The facts in this cause have been found by the court and the exceptions, so far as briefed have been found to be without merit, and those not briefed must be treated as waived. In such a situation it is the common practice of this Court, when the judgment of the county court is reversed, to proceed and render such judgment as the facts found warrant. Smith v. Hill, 45 Vt. 90, 92. Finding 14 is the county court's conclusion of law as to the plaintiff's right to recover and of the amount of recovery, and, since the plaintiff by fixing his ad damnum at $200 only asks for that amount and waives any excess, this finding, if supported by the previous findings, determines the right of the plaintiff to recover that sum. Schwarz v. Avery, 113 Vt. 175, 180, 31 A.2d 916.

Although the defendant did not except to finding 14 on the ground that it was not supported by the previous findings, we will treat it as though he had excepted on that ground in determining if the facts found support a judgment for the plaintiff to recover $200. Greenwood v. Lamson, 106 Vt. 37, 42, 168 A. 915. Such an exception is in effect, if not in form, the same as if taken to a judgment based upon facts found, where the question is whether the findings are such as to support the judgment and does not reach back of the findings, or present for review any question of the sufficiency of the evidence upon which they are based. Schwarz v. Avery, supra. Consequently the rules that doubtful findings are to be construed in favor of the judgment, if this can reasonably be done; that we must assume in favor of the judgment that the trial court inferred such facts from the other facts certified as it ought to have done, or might fairly have done; and that we do not for the purpose of reversing a judgment, read into the findings of fact something which is not there, and which is not a necessary inference from the facts found apply. Abatiell v. Morse, 115 *341 Vt. 254, 259, 260, 56 A.2d 464, and cases cited.

The defendant insists that the amount of damages that can be recovered is fixed by the provisions of the Uniform Sales Act in V.S.1947, § 7917, Par. III, and is the difference between the price of the new car and its market value. This measure of damages does not apply if there was no available market in Bethel for this model car. Breding v. Champlain Marine & Realty Co., 106 Vt. 288, 295, 299, 172 A. 625. Even if there had been an available market for the new car, no reason is advanced why the plaintiff is not entitled to recover the profit mentioned in finding 13, which he would have made on the resale of the used car, and which was included in finding 14.

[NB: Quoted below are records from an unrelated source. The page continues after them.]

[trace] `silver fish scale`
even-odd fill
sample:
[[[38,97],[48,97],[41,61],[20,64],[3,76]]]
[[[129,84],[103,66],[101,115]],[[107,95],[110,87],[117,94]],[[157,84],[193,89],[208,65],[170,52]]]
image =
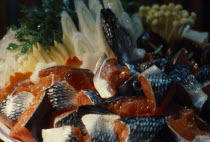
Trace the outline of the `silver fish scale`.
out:
[[[75,105],[76,90],[66,81],[56,83],[45,89],[53,108],[61,110]]]
[[[203,107],[203,104],[206,102],[208,96],[203,92],[202,86],[195,79],[195,76],[191,74],[188,65],[175,65],[169,73],[169,76],[185,88],[196,108],[201,109]]]
[[[14,96],[9,96],[1,102],[0,113],[10,120],[17,120],[22,112],[29,106],[33,98],[34,95],[26,91],[20,92]]]
[[[204,67],[197,75],[196,79],[199,83],[210,82],[209,66]]]
[[[93,142],[117,142],[117,138],[113,133],[107,131],[94,131],[94,134],[91,134],[91,139]]]
[[[125,117],[120,121],[130,128],[128,142],[152,142],[167,127],[162,116]]]
[[[148,68],[152,67],[153,65],[157,66],[160,70],[164,70],[165,66],[167,65],[168,62],[169,62],[168,59],[155,60],[153,62],[141,65],[140,66],[140,72],[144,72],[145,70],[147,70]]]
[[[186,84],[187,77],[191,75],[190,68],[186,64],[177,64],[174,65],[171,71],[168,74],[173,80],[181,83]]]
[[[155,95],[157,106],[160,106],[172,84],[172,79],[164,74],[145,75]]]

There is no express finding that there was no available market in Bethel for the new car, but we think that the court might fairly have inferred from finding 1 about the situation of the plaintiff and from finding 5 that the new car was of a type not readily marketable, that there was no available market for it. No error in the amount of damages up to $200 in finding 14 has been made to appear.

Judgment reversed, and judgment for the plaintiff to recover $200 damages and his costs below, less defendants' costs in this court.